The news prompted the ire of Beijing, with Chinese authorities hinting at the  possibility of retaliatory measures.

The state-aligned Global Times newspaper reported on Sunday that China wants the European Union to revoke its decision to impose provisional tariffs on Chinese electric vehicles.

While the talks hint at the possibility of a de-escalation of this trade conflict, the United States also hike tariffs on Chinese cars in May, suggesting coordination in the West's trade war with Beijing.

5. Yen intervention talk on the rise

Intervention talk is on the rise in foreign exchange markets Monday, after the Japanese yen weakened to its lowest level against the dollar since April 29 earlier Monday, with the USD/JPY pair climbing to a high of 159.93.

In April the pair touched a 34-year low of 160.245, leading to Japanese authorities spending roughly 9.8 trillion yen to support the currency.

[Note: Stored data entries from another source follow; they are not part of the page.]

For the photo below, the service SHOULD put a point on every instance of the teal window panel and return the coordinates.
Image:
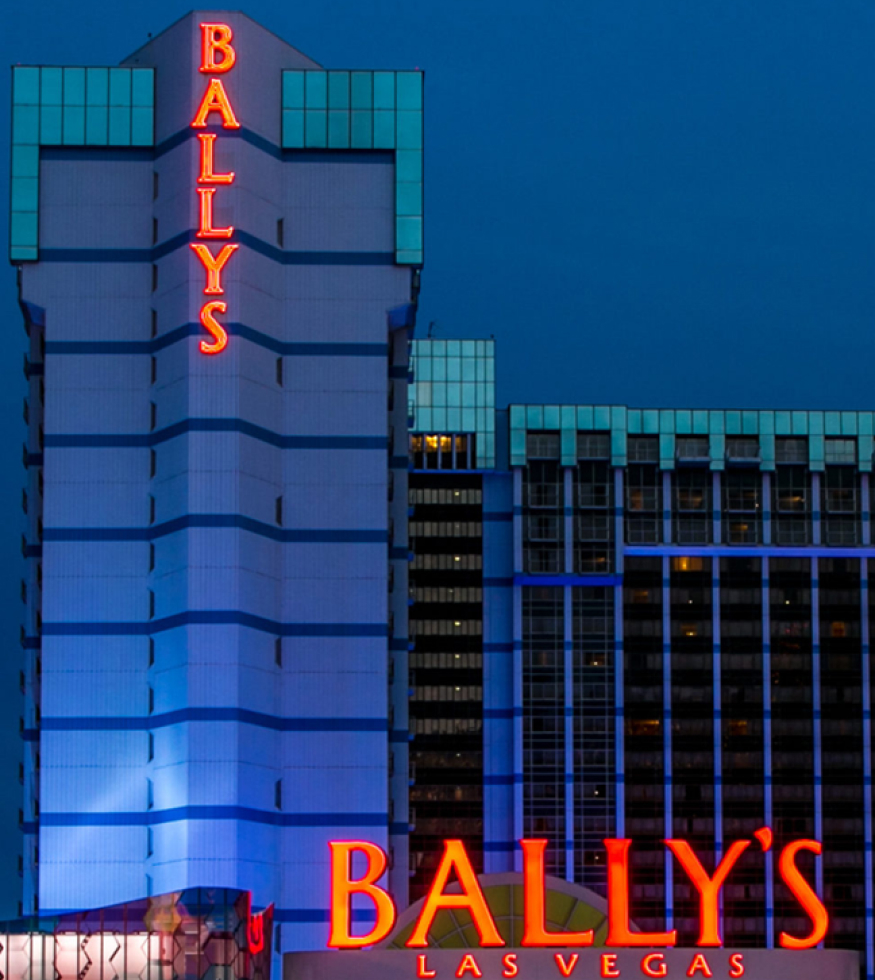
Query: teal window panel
(315, 90)
(25, 124)
(408, 233)
(362, 131)
(74, 86)
(119, 87)
(143, 88)
(51, 125)
(384, 130)
(74, 125)
(408, 199)
(408, 130)
(338, 90)
(25, 161)
(51, 86)
(25, 194)
(25, 86)
(293, 90)
(362, 90)
(96, 125)
(23, 228)
(96, 86)
(293, 128)
(119, 126)
(650, 421)
(384, 90)
(315, 129)
(142, 126)
(338, 129)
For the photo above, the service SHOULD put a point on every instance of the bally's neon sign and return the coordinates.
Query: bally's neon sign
(535, 933)
(217, 58)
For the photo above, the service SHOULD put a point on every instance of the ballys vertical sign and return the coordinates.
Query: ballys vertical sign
(215, 246)
(620, 932)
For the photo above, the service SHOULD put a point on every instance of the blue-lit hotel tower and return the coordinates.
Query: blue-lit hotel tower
(319, 586)
(216, 545)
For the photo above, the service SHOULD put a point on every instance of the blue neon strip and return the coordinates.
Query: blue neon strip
(148, 439)
(236, 715)
(218, 617)
(232, 521)
(151, 818)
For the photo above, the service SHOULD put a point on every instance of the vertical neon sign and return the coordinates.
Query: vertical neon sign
(217, 57)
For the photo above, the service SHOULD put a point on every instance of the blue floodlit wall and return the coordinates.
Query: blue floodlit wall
(210, 539)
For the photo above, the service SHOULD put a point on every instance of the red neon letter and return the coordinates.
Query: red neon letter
(699, 965)
(619, 933)
(206, 229)
(708, 888)
(654, 965)
(214, 265)
(609, 965)
(207, 175)
(471, 898)
(216, 37)
(342, 888)
(422, 970)
(534, 915)
(213, 327)
(804, 894)
(215, 100)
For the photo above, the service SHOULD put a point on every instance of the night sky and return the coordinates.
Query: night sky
(656, 204)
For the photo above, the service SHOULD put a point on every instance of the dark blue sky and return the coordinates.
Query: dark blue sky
(646, 203)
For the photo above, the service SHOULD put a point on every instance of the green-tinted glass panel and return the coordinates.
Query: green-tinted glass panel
(361, 129)
(384, 130)
(96, 125)
(24, 193)
(119, 126)
(362, 90)
(142, 126)
(384, 90)
(293, 128)
(338, 129)
(408, 130)
(408, 199)
(25, 124)
(74, 86)
(316, 90)
(316, 128)
(51, 125)
(293, 90)
(23, 228)
(25, 161)
(408, 233)
(338, 90)
(51, 86)
(409, 89)
(143, 87)
(74, 125)
(25, 86)
(96, 86)
(119, 87)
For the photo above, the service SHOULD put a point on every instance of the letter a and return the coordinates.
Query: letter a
(215, 100)
(342, 888)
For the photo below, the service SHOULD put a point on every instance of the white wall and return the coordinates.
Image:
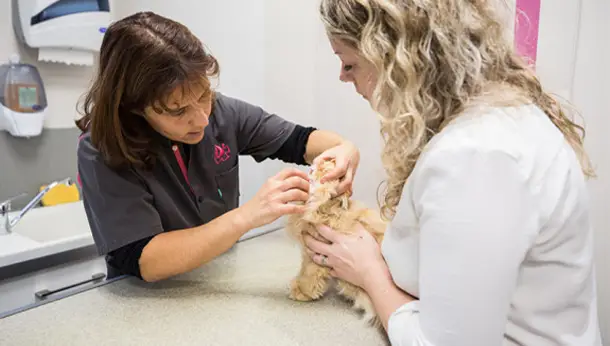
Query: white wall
(573, 59)
(591, 94)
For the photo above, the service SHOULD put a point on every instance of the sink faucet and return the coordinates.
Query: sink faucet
(6, 223)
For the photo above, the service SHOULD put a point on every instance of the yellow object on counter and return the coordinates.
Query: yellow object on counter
(60, 194)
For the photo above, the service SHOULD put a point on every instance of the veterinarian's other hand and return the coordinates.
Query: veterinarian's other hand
(354, 258)
(347, 158)
(276, 197)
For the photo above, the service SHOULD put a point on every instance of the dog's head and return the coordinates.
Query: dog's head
(324, 195)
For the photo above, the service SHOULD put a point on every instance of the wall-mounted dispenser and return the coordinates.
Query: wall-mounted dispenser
(22, 99)
(66, 31)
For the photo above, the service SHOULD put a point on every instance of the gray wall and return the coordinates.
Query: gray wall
(26, 164)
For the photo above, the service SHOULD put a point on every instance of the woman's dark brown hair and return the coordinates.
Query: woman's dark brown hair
(143, 58)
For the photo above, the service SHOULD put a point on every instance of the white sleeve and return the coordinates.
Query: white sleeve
(476, 219)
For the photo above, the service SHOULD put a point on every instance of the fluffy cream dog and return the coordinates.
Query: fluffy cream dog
(341, 214)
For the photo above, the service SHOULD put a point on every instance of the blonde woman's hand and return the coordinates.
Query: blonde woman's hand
(355, 258)
(347, 158)
(279, 196)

The yen has come under renewed pressure after the Bank of Japan's  decision this month to hold off on reducing bond-buying stimulus until its July meeting. 

The yen losses prompted Japan's top currency diplomat Masato Kanda to say on Monday that authorities will take appropriate steps if there is excessive foreign exchange movement.

"We will firmly respond to moves that are too rapid or driven by speculators," Kanda said, while noting that the authorities have no specific levels in mind on when to intervene.

Kanda said that the addition of Japan to the U.S. Treasury's foreign exchange manipulation monitoring list had "absolutely no impact" on Tokyo's policy options.

A U.S. Treasury report issued last week added Japan to its foreign exchange monitoring list alongside six countries that were on the previous list.